Gall invoked the Nike slogan of “Just Do It” as an example of how eagerly operators should dive into using data and AI to support operations.

Merrill Garden’s AI capabilities have led to an increase of length of stay in memory care communities by an average increase of three additional months after integrating fall prevention technology.

“We needed to dive in,” Gall said during the panel. “Occupancy is king right now and the other great things that come from it are transparency, staff training and as a sales tool differentiator.”

Gall added that the integration of new data models and fall prevention technology at communities has “been revolutionary” for Merrill Gardens’ memory care properties.

Operators must create “strong tech partnerships” with vendors in order to improve operations, Ebay said. Before implementing fall prevention technology that passively monitors residents in a non-invasive manner, 92% of falls at Bickford communities went unwitnessed.

Hyatt noted how prior to implementing fall prevention technology, 97% of falls went unwitnessed at New Perspective communities, and 37 falls that would have otherwise went unreported because the resident got up on their own were captured to help shape care for resident recovery and future action.

“We are tired of competing on physical plant and amenities,” Hyatt said. “I want to tell prospects something we do that is uniquely different and to where price becomes secondary, and it’s important to use in sales and not be feature dumping.”
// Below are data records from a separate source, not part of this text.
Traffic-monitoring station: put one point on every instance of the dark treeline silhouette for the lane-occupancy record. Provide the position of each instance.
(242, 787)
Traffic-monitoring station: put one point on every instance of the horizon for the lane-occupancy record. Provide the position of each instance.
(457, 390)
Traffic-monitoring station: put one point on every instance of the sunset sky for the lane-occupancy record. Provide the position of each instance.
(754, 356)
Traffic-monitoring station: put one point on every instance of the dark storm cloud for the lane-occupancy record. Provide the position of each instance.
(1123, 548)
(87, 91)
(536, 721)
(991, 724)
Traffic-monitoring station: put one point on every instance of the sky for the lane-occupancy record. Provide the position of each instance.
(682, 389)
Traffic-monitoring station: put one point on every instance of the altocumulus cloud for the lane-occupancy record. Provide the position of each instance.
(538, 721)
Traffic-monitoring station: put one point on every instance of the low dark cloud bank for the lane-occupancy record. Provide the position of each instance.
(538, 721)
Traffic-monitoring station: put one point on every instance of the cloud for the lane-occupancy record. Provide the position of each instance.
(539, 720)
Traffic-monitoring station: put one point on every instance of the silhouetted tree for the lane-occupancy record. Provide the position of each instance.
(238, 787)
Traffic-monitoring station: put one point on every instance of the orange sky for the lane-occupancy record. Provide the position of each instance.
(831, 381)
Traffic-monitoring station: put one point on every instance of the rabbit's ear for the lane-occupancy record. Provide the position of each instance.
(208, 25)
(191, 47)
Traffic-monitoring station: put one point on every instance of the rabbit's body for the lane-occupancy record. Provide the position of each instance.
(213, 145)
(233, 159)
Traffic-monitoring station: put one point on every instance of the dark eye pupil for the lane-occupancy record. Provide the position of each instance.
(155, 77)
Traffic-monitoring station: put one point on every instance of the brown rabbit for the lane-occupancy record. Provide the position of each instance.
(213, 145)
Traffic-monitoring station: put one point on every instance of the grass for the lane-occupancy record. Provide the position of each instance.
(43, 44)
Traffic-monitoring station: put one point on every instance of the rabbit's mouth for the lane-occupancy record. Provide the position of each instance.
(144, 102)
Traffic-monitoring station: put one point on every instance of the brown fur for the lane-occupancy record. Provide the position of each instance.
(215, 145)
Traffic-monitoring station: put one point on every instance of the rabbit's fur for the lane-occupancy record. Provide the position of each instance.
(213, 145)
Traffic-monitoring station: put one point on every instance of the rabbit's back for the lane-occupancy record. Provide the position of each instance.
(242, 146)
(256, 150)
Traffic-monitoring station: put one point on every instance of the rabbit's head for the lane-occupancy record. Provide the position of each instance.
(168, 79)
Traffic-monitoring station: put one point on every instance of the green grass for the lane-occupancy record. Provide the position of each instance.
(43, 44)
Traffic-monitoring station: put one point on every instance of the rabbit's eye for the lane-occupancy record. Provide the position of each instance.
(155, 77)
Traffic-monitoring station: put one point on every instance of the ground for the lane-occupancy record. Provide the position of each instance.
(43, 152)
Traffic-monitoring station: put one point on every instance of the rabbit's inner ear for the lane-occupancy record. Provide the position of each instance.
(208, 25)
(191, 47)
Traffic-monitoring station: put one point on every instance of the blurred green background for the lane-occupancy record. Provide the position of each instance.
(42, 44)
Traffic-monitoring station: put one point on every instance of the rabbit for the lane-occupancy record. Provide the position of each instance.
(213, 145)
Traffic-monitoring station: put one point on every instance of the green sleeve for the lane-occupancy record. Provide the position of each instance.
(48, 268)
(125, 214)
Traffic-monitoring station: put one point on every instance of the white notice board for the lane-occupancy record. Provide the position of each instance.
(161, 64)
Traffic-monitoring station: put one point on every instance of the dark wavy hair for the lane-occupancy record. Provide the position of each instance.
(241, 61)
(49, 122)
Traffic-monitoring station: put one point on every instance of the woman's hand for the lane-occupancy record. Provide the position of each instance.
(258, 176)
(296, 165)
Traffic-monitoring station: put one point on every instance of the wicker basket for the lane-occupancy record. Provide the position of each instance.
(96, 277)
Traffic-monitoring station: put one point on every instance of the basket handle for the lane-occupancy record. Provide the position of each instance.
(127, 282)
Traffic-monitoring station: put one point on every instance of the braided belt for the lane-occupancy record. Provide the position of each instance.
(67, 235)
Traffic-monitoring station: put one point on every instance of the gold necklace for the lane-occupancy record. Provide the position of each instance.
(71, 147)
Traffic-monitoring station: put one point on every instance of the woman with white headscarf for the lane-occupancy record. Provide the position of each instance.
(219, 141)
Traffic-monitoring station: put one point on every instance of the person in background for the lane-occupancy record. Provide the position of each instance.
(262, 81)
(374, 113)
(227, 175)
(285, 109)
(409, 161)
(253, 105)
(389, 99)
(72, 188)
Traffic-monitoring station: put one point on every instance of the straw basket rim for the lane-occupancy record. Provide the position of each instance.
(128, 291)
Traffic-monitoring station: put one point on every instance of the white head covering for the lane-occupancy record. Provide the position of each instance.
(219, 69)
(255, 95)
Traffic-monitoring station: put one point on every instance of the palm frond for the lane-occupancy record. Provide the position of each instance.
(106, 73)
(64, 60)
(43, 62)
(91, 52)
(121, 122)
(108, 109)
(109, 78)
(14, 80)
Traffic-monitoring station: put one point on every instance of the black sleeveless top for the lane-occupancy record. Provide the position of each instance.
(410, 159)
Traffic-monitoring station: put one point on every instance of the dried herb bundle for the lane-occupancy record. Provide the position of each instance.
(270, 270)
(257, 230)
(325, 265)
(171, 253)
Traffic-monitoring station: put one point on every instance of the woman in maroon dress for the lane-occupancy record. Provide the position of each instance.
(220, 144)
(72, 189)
In the future, Eby envisioned a senior living landscape that used AI and data to provide even more nuanced information, from studying staff burnout to biometric data analysis like genome testing and chronic disease tracking to create deeper personal care plans.

“The pathway to all of those things is not very far off,” Eby told attendees on Monday.

For New Perspective, Hyatt said he wants AI and data models to help on a key sticking point for operations: bringing in new licensed care staff. He said the industry must consider a “GI Bill for nurses” that attempts to improve the state of caregiver careers as demographics skew older and people live longer nationwide.

“The challenge is finding nurses to meet the need today and take those administrative tasks off of our nurses,” Hyatt said.